Logging in at the Passport Login Window with Web Login
The example below features Passport with Okta Web Login. If you are not presented with a similiar prompt when you login, you can skip this section.
- You will be presented with the Web Login window for your specified Identity Provider at the Passport Login Window. This example uses Okta, but there could be one of several other Identity Providers in your tenant.
- If multi-factor authentication is enabled, you will be prompted to respond to the MFA prompt on a trusted device.
- After a successful MFA authentication, you will be prompted for your Identity Provider password one final time.
- After a successful authentication, you will be logged into macOS.
Migrating Accounts
After authenticating at the Passport Login Window, you may have a dialog for migrating a local user. This will essentially merge your local user with your Passport login. You will want to migrate your existing user if you want to be able to access all of the information stored in the local user when using Passport login.
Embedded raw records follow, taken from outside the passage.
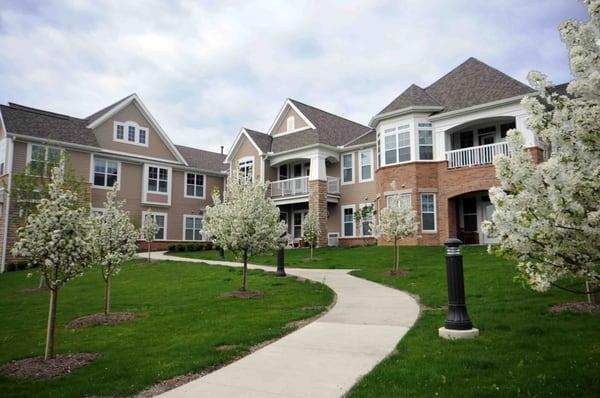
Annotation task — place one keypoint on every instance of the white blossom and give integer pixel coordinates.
(547, 216)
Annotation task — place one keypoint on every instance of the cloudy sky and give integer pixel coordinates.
(207, 68)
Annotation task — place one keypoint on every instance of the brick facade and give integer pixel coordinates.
(317, 200)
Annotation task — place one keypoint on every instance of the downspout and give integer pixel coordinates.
(9, 161)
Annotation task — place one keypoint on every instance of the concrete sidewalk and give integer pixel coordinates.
(324, 358)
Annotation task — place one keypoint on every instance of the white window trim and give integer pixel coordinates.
(185, 195)
(434, 230)
(145, 185)
(342, 168)
(361, 179)
(126, 132)
(29, 154)
(247, 159)
(361, 206)
(200, 216)
(404, 128)
(343, 230)
(92, 171)
(157, 213)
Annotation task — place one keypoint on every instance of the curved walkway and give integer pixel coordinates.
(324, 358)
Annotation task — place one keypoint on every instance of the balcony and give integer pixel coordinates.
(298, 187)
(476, 155)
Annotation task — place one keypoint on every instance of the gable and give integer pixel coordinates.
(131, 113)
(289, 112)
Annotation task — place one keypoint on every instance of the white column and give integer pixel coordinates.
(317, 167)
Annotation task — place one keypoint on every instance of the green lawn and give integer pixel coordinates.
(523, 349)
(185, 320)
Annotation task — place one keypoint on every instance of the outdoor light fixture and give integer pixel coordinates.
(457, 324)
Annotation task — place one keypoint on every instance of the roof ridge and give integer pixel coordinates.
(329, 113)
(38, 111)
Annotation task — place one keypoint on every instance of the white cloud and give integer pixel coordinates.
(207, 69)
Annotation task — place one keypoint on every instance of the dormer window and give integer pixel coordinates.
(131, 133)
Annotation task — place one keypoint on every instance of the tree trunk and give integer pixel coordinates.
(395, 255)
(107, 296)
(49, 352)
(592, 295)
(245, 277)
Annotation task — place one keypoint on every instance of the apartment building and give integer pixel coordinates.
(121, 143)
(433, 147)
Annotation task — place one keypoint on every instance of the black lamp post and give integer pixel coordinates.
(280, 260)
(457, 324)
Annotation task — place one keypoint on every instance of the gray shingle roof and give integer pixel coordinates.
(471, 83)
(33, 122)
(329, 129)
(412, 96)
(261, 139)
(201, 159)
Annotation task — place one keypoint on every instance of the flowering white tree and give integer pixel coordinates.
(548, 215)
(311, 230)
(395, 222)
(57, 239)
(148, 232)
(114, 240)
(245, 222)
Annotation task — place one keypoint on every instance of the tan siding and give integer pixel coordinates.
(156, 147)
(282, 125)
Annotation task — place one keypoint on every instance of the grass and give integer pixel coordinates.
(185, 320)
(523, 350)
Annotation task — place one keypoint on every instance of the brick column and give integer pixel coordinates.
(317, 201)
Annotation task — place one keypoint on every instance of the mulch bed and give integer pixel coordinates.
(245, 294)
(101, 319)
(398, 273)
(581, 307)
(37, 368)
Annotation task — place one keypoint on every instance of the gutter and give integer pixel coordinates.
(9, 164)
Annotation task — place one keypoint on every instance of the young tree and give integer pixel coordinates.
(148, 232)
(548, 215)
(245, 222)
(311, 229)
(114, 240)
(395, 222)
(57, 239)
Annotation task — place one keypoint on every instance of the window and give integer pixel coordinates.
(142, 136)
(428, 212)
(425, 141)
(106, 172)
(347, 168)
(158, 179)
(348, 220)
(192, 227)
(161, 220)
(365, 221)
(194, 185)
(120, 135)
(131, 133)
(42, 158)
(366, 164)
(246, 167)
(397, 144)
(402, 198)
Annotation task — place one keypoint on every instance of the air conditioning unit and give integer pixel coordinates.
(332, 239)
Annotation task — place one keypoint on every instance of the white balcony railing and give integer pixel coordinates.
(299, 186)
(476, 155)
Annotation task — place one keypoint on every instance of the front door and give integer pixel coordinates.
(488, 210)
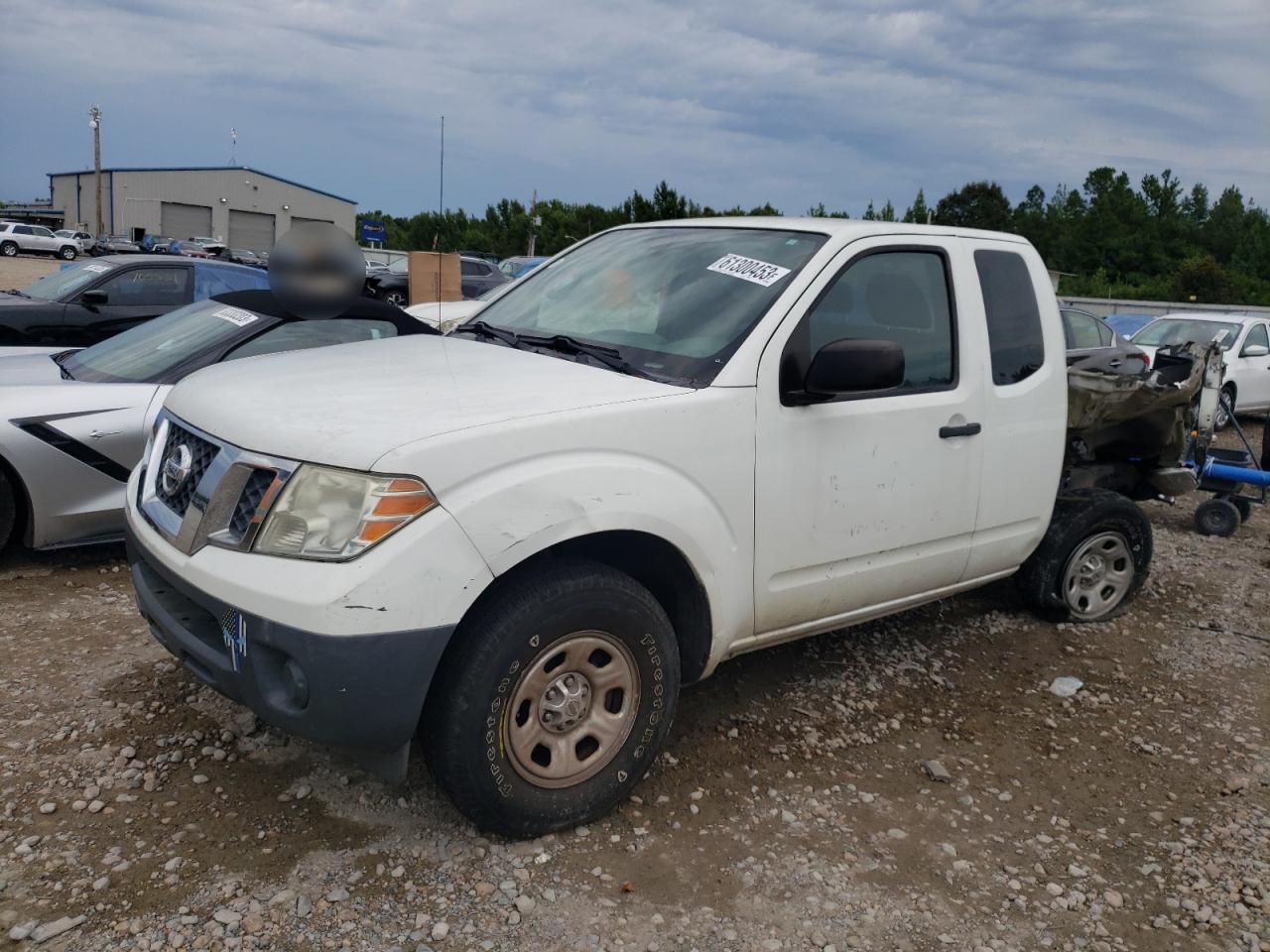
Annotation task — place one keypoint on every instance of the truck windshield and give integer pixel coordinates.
(150, 352)
(67, 281)
(1170, 330)
(675, 303)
- Select the Migrate my existing account radio button.
- Click Continue.
- Select the local user you would like to merge with your Passport login from the drop-down menu.
- Enter the password for your local user account.
- Click Continue.
- Click Merge Account.
Switching Languages at the Passport Login Window
You can configure specific language settings at the Passport Login Window. This is particularly useful if you are using a non-US standard keyboard.
Once selected, the keyboard layout will persist after restart.
- In the upper-right corner of the Passport Login Window, click the Keyboard icon.
- Select the specific language setting for the keyboard layout.
Password Changes using the Kandji Menu Bar
You can access the pre-defined password reset URL to initiate a password reset in your Identity Provider.
- Click on the Kandji Menu Bar icon.
- Select the gear, and pull down to Reset Password.
- The reset password URL should launch in a new window. You can then follow the steps to reset your Identity Provider password.
Passport Password Sync Notifications
When the option is set in the Passport Library Item to Securely store the user's password, every five minutes, Passport will perform a check against the Identity Provider to determine if the local password on the Mac matches the password set for your account in the Identity Provider.
If the option in the Passport Library Item is set to not securely store the user's password, password synchronization only occurs at each login.